To hear Benjamin Wegman tell it, he and Sarah Levitt started their new dance piece, which premieres tonight on the Kennedy Center’s Millennium Stage, pretty impulsively. “We were like, ‘Wouldn’t it be funny if we put a hammock onstage?’”
But it turns out that the piece, titled Hammock, is a little more involved than that. It didn’t just come out of the blue. As dancers with the Takoma Park-based Dance Exchange, Wegman and Levitt had been on the go for months at a time, moving around the country in residencies and performances with the company. “We both have lived a life in the last couple of years of a lot of touring and traveling,” explains Wegman. “There’s a lot of pros to it, but for 32 weeks out of the year, it gets really hard on your body, really grueling.”
No wonder the two were pondering concepts of rest and restlessness, of being in the moment versus being on the go—all of which, they say, shows up in the piece. Don’t expect kinesthetic pyrotechnics; Hammock, according to its choreographers, is more about putting a lens on the human body and the space it inhabits.
But that hammock—the one that inspired the piece—will be onstage too, in a tangible, non-metaphorical way. Audience members who arrive to the theater early will treated to a short, site-specific installation piece as Levitt and Wegman assemble their prop.
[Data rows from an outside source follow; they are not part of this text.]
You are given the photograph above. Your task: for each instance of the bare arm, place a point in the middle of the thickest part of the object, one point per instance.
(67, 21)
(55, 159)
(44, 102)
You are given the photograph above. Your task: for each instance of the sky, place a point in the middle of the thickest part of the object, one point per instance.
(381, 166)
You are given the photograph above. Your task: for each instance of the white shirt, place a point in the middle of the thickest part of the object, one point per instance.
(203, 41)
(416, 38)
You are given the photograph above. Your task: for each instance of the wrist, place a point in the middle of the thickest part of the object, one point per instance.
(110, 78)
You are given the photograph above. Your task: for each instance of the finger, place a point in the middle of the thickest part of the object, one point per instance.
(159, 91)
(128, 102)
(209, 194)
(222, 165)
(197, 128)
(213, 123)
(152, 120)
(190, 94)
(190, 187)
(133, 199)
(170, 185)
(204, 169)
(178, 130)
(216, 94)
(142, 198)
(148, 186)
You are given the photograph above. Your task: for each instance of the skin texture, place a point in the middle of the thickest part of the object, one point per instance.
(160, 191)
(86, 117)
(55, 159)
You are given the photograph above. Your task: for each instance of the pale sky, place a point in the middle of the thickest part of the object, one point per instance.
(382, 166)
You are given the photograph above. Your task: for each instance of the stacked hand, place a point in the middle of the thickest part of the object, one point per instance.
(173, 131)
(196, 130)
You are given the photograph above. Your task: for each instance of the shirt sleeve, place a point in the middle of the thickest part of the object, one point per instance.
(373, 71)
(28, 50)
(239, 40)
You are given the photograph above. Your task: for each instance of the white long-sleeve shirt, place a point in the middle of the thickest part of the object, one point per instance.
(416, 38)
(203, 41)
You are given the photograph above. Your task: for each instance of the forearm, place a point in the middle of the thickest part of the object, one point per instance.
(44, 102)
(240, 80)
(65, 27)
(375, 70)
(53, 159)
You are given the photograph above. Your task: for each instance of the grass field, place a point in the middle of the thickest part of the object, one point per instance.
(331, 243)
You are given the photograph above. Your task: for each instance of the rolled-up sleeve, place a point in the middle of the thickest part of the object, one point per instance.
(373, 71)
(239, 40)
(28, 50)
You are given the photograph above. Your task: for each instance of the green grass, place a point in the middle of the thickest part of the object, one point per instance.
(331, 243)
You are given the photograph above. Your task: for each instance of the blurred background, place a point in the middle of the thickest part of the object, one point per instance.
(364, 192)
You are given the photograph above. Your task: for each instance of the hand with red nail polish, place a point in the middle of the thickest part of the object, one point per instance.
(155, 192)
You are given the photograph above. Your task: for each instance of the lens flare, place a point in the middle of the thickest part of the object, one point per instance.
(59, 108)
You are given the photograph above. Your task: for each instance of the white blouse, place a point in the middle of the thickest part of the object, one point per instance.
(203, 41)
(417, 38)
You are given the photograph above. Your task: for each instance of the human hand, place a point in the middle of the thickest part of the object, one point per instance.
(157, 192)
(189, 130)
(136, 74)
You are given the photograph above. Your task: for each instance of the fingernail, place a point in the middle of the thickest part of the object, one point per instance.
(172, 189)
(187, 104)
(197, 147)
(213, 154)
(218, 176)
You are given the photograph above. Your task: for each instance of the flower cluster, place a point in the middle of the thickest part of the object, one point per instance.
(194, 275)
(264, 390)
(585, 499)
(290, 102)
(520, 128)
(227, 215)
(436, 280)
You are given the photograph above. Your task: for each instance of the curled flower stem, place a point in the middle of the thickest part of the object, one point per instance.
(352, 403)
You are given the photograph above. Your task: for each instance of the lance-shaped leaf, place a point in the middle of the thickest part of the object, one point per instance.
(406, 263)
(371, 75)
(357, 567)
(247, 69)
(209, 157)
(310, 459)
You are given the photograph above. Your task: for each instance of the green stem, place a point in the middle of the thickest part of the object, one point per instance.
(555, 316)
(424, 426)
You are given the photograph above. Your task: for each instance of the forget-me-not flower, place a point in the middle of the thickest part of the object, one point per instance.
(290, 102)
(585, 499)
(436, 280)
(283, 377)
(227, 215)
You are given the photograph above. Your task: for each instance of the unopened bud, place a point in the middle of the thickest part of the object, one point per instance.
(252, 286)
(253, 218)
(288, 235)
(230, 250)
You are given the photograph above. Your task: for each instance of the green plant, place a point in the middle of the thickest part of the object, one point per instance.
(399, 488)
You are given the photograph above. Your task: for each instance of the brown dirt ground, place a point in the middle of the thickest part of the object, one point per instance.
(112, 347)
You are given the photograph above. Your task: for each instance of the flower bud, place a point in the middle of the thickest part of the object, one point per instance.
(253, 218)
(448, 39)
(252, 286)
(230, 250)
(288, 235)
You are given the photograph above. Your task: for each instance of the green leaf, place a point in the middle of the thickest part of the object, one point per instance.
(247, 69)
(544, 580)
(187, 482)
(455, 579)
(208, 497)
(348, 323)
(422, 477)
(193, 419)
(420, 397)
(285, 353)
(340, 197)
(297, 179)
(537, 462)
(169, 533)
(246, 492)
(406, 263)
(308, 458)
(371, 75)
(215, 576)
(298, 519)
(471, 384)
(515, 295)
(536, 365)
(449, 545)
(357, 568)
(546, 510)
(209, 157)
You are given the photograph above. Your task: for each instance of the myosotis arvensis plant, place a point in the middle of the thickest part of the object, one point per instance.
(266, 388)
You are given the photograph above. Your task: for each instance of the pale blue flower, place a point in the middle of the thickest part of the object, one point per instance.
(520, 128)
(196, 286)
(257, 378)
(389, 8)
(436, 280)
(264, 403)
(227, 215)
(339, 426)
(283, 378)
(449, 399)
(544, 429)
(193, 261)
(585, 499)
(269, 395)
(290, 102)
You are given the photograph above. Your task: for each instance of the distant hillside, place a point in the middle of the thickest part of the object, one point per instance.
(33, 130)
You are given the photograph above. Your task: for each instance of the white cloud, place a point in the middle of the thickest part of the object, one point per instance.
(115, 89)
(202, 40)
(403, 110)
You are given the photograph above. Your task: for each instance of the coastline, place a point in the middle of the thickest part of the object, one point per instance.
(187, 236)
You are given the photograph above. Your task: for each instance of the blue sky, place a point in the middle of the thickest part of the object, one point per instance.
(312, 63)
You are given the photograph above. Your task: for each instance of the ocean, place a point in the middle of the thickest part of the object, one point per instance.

Hammock kicks off the Kennedy Center’s three Local Dance Commissioning Project performances this fall. The program, which is the KenCen’s tip of the hat to the local dance community, provides recipients with $7,500 stipend, a forum for critical feedback, and produced performances at Dance Place and Baltimore’s Theatre Project, as well as on the Millennium Stage.
Tonight and tomorrow night at 6pm on the Kennedy Center’s Millennium Stage. Free.